Vormt de coronaperiode een economische waterscheiding?

Gepubliceerd op: 3 september 2025

Bij economisch nieuws wordt vaak de vergelijking gemaakt met vóór de coronaperiode. Vormen die jaren inderdaad een trendbreuk, of bevinden we ons weer op dezelfde weg (omhoog) als voor corona? We bellen erover met Charles Kalshoven, macro-econoom en expert strateeg bij APG.

 

Om maar meteen met de deur in huis te vallen: kun je in het geval van corona spreken van een economische waterscheiding?

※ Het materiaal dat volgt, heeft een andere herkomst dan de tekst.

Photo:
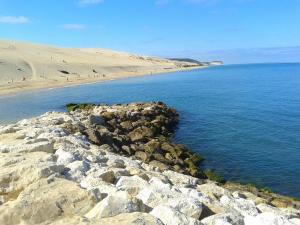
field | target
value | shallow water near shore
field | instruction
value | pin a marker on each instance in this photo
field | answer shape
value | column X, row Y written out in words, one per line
column 244, row 119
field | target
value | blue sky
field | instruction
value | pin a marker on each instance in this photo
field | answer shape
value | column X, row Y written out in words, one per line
column 236, row 31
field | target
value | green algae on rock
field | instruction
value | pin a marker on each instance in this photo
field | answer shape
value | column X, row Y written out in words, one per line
column 141, row 130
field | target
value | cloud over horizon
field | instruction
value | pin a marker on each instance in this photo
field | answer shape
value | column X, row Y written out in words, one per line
column 14, row 19
column 89, row 2
column 73, row 26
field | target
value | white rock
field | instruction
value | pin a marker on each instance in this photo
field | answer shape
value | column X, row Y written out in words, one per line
column 181, row 179
column 188, row 206
column 77, row 170
column 245, row 207
column 131, row 184
column 267, row 218
column 64, row 157
column 171, row 216
column 295, row 221
column 114, row 205
column 232, row 218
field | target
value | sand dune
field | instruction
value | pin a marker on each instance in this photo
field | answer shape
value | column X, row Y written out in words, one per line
column 26, row 66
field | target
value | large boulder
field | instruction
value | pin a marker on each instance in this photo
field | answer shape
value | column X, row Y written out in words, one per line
column 46, row 199
column 171, row 216
column 116, row 204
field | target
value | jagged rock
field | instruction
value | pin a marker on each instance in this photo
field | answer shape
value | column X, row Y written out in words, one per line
column 232, row 218
column 135, row 218
column 46, row 200
column 96, row 120
column 131, row 184
column 161, row 166
column 171, row 216
column 245, row 207
column 116, row 204
column 75, row 177
column 188, row 206
column 140, row 134
column 267, row 218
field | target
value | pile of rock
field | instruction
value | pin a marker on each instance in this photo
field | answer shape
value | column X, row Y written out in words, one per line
column 138, row 129
column 49, row 175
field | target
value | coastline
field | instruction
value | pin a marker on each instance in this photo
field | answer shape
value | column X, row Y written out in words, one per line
column 86, row 153
column 23, row 87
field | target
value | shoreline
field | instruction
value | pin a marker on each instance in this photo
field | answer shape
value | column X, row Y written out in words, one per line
column 29, row 86
column 103, row 164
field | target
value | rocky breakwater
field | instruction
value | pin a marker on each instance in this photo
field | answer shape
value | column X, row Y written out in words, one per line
column 89, row 167
column 142, row 130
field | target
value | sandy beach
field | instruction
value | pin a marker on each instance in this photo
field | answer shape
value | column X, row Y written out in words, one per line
column 26, row 66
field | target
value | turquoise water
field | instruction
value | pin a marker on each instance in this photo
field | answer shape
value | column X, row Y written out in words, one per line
column 244, row 119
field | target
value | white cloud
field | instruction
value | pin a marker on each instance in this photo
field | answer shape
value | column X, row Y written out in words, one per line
column 14, row 19
column 89, row 2
column 73, row 26
column 161, row 2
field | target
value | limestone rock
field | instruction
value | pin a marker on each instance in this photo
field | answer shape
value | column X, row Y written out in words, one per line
column 114, row 205
column 46, row 200
column 171, row 216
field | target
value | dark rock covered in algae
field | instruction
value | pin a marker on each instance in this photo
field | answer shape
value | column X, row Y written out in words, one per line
column 141, row 130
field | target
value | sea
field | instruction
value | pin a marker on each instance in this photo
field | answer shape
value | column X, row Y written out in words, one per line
column 243, row 119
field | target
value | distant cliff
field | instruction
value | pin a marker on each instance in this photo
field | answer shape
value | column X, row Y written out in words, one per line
column 189, row 60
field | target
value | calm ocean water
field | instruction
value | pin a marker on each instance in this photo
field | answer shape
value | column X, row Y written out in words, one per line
column 244, row 119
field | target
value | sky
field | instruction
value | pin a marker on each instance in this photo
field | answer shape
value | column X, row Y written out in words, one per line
column 235, row 31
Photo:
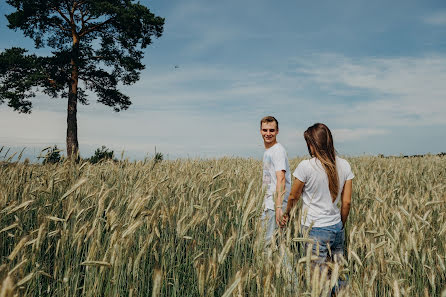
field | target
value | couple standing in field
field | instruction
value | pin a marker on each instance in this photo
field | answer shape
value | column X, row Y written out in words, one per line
column 323, row 181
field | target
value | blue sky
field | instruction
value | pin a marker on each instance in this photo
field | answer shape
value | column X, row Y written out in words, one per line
column 373, row 71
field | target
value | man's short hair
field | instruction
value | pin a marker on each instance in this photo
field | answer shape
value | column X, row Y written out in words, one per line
column 269, row 119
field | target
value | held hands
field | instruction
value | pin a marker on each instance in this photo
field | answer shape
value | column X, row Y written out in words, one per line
column 281, row 218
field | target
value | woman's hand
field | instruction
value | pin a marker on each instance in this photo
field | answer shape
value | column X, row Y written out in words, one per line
column 284, row 220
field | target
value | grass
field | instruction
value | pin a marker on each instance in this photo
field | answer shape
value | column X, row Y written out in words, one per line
column 192, row 228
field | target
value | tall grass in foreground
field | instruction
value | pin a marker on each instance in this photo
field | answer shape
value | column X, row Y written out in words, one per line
column 191, row 228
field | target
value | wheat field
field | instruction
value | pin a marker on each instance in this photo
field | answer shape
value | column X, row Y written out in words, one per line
column 192, row 228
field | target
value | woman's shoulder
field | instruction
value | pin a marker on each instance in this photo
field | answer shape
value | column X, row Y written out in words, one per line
column 307, row 163
column 342, row 162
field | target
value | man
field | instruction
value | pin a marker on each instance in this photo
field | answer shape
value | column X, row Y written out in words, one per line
column 276, row 177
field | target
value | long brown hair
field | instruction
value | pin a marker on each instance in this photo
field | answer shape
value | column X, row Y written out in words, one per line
column 319, row 137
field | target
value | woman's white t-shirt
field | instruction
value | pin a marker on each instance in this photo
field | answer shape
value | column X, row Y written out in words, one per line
column 318, row 207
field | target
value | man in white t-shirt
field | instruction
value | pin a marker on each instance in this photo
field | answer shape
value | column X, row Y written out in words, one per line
column 276, row 176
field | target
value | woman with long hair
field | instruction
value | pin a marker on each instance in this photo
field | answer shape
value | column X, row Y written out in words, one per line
column 324, row 181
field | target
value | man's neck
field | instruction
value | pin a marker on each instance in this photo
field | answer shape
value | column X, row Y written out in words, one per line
column 269, row 145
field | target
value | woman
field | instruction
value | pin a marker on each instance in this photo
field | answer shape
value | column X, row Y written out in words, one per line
column 322, row 181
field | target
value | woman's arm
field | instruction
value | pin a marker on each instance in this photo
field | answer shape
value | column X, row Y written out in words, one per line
column 296, row 192
column 346, row 200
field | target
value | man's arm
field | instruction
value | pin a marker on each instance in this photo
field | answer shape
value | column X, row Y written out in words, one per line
column 346, row 200
column 280, row 192
column 296, row 192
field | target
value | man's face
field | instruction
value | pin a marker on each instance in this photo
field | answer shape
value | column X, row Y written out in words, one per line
column 269, row 132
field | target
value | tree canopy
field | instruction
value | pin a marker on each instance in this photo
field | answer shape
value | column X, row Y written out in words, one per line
column 97, row 42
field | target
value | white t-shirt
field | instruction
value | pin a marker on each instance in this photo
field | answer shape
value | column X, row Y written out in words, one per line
column 317, row 202
column 275, row 159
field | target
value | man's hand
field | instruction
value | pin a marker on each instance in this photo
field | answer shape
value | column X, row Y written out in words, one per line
column 284, row 221
column 279, row 216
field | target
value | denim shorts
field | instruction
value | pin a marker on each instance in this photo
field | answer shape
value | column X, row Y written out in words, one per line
column 328, row 241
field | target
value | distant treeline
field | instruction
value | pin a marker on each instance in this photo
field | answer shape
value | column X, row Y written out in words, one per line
column 442, row 154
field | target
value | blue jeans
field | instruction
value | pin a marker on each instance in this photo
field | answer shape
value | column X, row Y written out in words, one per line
column 333, row 236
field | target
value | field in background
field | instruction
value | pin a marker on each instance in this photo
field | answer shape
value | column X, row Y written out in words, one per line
column 191, row 228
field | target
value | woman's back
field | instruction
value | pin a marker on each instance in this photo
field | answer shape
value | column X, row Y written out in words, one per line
column 318, row 206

“Het hangt ervan af waar je naar kijkt. In de tien jaar voor corona kenden we een gemiddelde  economische groei van zo’n 1,7 procent per jaar. In periode tussen 2020 en nu was de gemiddelde economische groei ook 1,7 procent. In die zin lijkt het business as usual. Natuurlijk kreeg de economie een flinke opdoffer door de coronacrisis, maar nu lijken we die klap te boven te zijn gekomen. Dat geldt overigens niet voor elke sector. Denk maar aan het aantal treinreizigers. Dat bevindt zich door de populariteit van het thuiswerken nog steeds ver onder het volume van voor de coronaperiode, en de NS maakt dan ook nog altijd forse verliezen. Ook het vervoer door de lucht is nog niet terug op het oude niveau – er wordt ruim een derde minder verdiend dan vóór corona. Daar staan sectoren tegenover die de laatste jaren juist harder groeiden dan eerst, zoals de overheid, zorg, sport en recreatie, detailhandel en telecommunicatie. Het CBS meldde deze week nog dat Nederlandse en buitenlandse toeristen afgelopen jaar 111,2 miljard euro in Nederland besteedden. Dat is bijna 6 miljard euro meer dan in 2023, het eerste volledige jaar zonder coronamaatregelen. De totale toegevoegde waarde aan de Nederlandse economie is weer bijna op het niveau van 2019.”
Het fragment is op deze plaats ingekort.